Flashback: R.E.M. Play ‘What’s the Frequency, Kenneth?’ on Cursed 1995 Tour

R.E.M. rolled out plans this week for a deluxe reissue of their 1995 hit album Monster. The four-CD, one–Blu-ray set will feature a remastered version of the album, unheard demos, a new remix of the disc, a complete concert from the Chicago stop of the Monster tour, the tour documentary Road Movie, and six music videos. It will be released on November 1st.

Monster was R.E.M’s heaviest album to date, coming right after the relatively mellow discs Out of Time and Automatic for the People. Those were the two biggest albums of their career, but the band didn’t tour behind either of them. And so when they went out to tour behind Monster, they’d been off the road for six years and the demand to see them was extraordinary. It led to them booking 137 dates all over the globe.

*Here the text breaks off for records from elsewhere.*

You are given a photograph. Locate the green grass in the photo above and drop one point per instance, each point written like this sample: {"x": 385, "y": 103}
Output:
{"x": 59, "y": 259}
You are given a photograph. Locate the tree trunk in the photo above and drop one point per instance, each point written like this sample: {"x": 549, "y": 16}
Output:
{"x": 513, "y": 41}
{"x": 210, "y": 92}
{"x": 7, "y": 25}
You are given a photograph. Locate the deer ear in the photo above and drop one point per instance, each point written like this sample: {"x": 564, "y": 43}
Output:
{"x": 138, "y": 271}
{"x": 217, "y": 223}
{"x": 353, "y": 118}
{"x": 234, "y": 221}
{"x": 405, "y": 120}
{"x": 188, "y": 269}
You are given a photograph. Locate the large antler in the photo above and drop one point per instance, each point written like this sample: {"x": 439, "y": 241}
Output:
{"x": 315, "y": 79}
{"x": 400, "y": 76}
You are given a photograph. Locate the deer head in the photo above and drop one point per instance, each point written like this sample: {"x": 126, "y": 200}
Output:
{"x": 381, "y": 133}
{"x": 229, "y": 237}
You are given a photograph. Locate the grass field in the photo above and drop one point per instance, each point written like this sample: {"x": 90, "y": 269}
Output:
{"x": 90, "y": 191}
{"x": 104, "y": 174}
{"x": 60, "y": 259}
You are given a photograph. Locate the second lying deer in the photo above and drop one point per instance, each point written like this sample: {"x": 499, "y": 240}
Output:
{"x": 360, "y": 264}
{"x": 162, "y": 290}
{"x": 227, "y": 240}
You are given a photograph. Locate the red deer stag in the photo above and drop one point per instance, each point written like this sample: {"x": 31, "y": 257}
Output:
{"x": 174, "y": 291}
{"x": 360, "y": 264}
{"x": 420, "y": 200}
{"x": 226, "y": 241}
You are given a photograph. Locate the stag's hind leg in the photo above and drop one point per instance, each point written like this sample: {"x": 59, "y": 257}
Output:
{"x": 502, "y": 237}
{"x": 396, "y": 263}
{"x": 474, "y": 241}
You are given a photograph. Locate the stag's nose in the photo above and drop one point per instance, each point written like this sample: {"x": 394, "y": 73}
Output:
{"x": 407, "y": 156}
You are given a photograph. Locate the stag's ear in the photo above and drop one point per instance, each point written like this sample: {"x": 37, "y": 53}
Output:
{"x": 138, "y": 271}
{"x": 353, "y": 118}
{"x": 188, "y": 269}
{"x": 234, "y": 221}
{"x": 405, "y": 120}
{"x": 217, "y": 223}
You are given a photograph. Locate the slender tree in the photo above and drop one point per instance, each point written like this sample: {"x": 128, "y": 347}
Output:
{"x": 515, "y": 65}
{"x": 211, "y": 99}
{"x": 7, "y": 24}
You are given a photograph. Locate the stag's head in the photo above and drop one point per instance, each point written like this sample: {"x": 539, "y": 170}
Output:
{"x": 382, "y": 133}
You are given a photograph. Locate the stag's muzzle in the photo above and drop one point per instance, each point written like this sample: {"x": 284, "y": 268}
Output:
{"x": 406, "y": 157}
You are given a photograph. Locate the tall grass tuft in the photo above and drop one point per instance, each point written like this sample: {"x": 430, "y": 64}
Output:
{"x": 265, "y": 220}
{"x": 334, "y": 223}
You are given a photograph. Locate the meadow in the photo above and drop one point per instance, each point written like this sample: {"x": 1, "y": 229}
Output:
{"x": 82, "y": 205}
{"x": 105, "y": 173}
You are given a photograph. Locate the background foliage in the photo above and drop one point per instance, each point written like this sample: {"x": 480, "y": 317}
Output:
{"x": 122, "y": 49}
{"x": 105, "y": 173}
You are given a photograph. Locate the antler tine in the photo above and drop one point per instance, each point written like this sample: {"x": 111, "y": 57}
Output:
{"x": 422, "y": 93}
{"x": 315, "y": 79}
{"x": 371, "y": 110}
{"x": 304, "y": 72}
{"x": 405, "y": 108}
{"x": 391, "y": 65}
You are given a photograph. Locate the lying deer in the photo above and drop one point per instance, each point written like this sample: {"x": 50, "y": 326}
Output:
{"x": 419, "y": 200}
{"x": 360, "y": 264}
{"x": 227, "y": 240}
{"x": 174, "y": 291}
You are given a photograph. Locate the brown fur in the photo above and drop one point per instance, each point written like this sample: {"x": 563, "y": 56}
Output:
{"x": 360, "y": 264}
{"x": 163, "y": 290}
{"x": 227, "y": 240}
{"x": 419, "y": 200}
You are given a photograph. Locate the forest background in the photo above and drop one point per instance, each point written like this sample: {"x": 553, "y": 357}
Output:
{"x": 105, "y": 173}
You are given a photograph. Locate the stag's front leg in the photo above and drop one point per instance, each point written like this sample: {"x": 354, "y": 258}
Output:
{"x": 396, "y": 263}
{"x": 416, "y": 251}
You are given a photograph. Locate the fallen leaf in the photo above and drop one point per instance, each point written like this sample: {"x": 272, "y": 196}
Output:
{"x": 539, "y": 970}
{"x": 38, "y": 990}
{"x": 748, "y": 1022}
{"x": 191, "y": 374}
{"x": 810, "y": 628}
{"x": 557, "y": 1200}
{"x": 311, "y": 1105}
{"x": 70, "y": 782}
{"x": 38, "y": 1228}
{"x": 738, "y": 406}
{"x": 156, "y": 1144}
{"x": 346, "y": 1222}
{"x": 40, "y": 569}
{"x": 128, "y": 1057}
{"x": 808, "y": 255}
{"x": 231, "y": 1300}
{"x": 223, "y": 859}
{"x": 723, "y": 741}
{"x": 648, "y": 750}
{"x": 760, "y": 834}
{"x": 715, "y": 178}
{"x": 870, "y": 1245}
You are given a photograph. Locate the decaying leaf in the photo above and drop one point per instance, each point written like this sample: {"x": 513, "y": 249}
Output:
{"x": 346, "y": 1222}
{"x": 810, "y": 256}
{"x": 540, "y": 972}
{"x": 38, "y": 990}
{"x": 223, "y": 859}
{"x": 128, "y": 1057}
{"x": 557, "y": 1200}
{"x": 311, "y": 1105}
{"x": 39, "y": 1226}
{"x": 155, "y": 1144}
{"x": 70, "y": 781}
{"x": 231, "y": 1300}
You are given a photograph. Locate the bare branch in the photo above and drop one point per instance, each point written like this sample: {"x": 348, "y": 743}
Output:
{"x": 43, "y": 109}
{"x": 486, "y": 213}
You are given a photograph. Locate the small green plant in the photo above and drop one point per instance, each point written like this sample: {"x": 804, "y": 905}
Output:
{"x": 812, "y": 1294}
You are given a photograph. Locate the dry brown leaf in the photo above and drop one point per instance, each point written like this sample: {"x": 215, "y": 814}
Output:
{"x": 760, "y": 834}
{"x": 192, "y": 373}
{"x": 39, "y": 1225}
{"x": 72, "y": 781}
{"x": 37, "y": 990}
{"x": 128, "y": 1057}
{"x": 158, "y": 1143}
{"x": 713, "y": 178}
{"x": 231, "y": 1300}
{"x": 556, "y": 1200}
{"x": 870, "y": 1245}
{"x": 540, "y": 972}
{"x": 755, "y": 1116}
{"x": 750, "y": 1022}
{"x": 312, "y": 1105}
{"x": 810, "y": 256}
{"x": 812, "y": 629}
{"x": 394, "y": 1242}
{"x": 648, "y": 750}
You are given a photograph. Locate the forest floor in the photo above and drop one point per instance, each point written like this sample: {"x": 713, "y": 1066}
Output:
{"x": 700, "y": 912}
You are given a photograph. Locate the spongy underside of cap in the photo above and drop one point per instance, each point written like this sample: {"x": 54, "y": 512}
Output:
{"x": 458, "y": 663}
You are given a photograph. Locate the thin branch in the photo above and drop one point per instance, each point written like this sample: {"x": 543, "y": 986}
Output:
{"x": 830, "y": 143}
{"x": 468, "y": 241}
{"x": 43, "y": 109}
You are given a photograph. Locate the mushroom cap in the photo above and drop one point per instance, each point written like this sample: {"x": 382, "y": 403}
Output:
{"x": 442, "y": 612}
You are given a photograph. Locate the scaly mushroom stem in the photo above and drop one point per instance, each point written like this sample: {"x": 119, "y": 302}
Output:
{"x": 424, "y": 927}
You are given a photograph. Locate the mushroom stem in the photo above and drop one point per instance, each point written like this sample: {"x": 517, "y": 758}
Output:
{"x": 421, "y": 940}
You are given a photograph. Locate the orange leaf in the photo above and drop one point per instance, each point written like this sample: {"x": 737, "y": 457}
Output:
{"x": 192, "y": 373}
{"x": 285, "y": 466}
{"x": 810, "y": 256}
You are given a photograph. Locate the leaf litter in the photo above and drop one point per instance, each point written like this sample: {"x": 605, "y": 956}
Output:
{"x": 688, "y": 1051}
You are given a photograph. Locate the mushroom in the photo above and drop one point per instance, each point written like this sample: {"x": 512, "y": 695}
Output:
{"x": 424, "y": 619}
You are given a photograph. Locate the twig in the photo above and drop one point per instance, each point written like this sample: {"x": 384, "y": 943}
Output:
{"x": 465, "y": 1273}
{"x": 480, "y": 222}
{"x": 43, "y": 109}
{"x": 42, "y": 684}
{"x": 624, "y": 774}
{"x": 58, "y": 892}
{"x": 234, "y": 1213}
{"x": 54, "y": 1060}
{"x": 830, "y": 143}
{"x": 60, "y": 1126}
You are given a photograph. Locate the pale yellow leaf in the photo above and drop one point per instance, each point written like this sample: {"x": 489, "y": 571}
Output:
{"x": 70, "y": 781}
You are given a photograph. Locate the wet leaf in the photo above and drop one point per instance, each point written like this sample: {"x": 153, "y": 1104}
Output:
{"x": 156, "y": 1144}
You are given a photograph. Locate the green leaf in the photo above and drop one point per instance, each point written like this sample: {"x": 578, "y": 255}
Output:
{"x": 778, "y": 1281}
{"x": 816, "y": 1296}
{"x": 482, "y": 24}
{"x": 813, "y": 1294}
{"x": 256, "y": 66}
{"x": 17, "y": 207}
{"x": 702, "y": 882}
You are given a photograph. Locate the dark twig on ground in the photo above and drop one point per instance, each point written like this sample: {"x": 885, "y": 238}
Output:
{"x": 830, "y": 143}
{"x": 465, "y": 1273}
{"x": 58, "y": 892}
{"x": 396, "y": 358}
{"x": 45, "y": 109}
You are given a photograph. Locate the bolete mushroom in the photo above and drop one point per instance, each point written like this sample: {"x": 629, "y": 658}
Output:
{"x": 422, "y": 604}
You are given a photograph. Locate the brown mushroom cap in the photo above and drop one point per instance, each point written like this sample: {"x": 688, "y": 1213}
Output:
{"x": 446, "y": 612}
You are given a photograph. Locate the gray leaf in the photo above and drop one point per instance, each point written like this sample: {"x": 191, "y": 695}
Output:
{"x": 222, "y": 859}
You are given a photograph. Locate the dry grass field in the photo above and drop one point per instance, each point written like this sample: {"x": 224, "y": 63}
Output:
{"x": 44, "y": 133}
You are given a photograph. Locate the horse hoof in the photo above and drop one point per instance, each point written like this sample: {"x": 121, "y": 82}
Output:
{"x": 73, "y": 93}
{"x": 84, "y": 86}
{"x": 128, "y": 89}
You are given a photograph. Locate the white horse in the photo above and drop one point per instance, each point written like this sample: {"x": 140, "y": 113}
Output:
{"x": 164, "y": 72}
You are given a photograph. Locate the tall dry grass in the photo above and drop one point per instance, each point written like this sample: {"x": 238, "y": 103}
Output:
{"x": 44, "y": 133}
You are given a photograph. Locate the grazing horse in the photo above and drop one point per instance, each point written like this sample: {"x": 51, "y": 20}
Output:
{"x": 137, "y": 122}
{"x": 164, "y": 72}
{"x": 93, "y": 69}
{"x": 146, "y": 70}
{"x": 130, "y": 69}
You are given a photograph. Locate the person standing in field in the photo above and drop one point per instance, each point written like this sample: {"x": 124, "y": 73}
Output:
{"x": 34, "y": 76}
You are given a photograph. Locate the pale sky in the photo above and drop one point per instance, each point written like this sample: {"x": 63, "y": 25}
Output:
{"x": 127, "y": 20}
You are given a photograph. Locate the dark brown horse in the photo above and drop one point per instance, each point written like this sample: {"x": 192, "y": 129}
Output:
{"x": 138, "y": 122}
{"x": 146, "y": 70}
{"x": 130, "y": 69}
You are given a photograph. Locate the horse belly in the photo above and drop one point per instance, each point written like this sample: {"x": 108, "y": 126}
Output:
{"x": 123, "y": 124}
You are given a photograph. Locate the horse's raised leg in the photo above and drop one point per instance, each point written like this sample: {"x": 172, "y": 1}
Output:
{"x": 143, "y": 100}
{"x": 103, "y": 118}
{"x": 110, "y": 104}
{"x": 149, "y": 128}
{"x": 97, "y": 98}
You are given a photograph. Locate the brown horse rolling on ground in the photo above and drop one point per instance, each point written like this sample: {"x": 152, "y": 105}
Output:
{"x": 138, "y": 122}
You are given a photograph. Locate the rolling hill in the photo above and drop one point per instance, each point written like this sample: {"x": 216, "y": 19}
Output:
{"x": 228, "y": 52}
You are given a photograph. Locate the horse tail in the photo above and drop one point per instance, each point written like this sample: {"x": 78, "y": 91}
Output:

Less than two months into the tour, drummer Bill Berry suffered a brain aneurysm during a show in Lausanne, Switzerland. He could have easily died, but Switzerland has excellent hospitals and Berry was released in under two weeks and back on the road with the band in two and a half months. But that July, bassist Mike Mills had surgery to remove an intestinal tumor that wound up being benign. And before the tour wrapped up, Michael Stipe had surgery to deal with a hernia that he blamed on pushing himself too hard onstage every night while he sang. (Somehow, guitarist Peter Buck escaped the curse of the Monster tour without undergoing any sort of surgery.)

The tour wrapped up with a three-night stand at Atlanta’s the Omni in November 1995. Cameras were presented to capture the performances for the film Road Show. Here’s video of “What’s the Frequency, Kenneth?” and “Crush With Eyeliner” from those gigs. What nobody realized at the time was that these were the last complete shows that R.E.M. would ever play with Bill Berry. When the tour wrapped, the drummer realized he wanted to live a quiet life and left the band to become a farmer. After the nightmare of the Monster tour, it’s hard to blame him.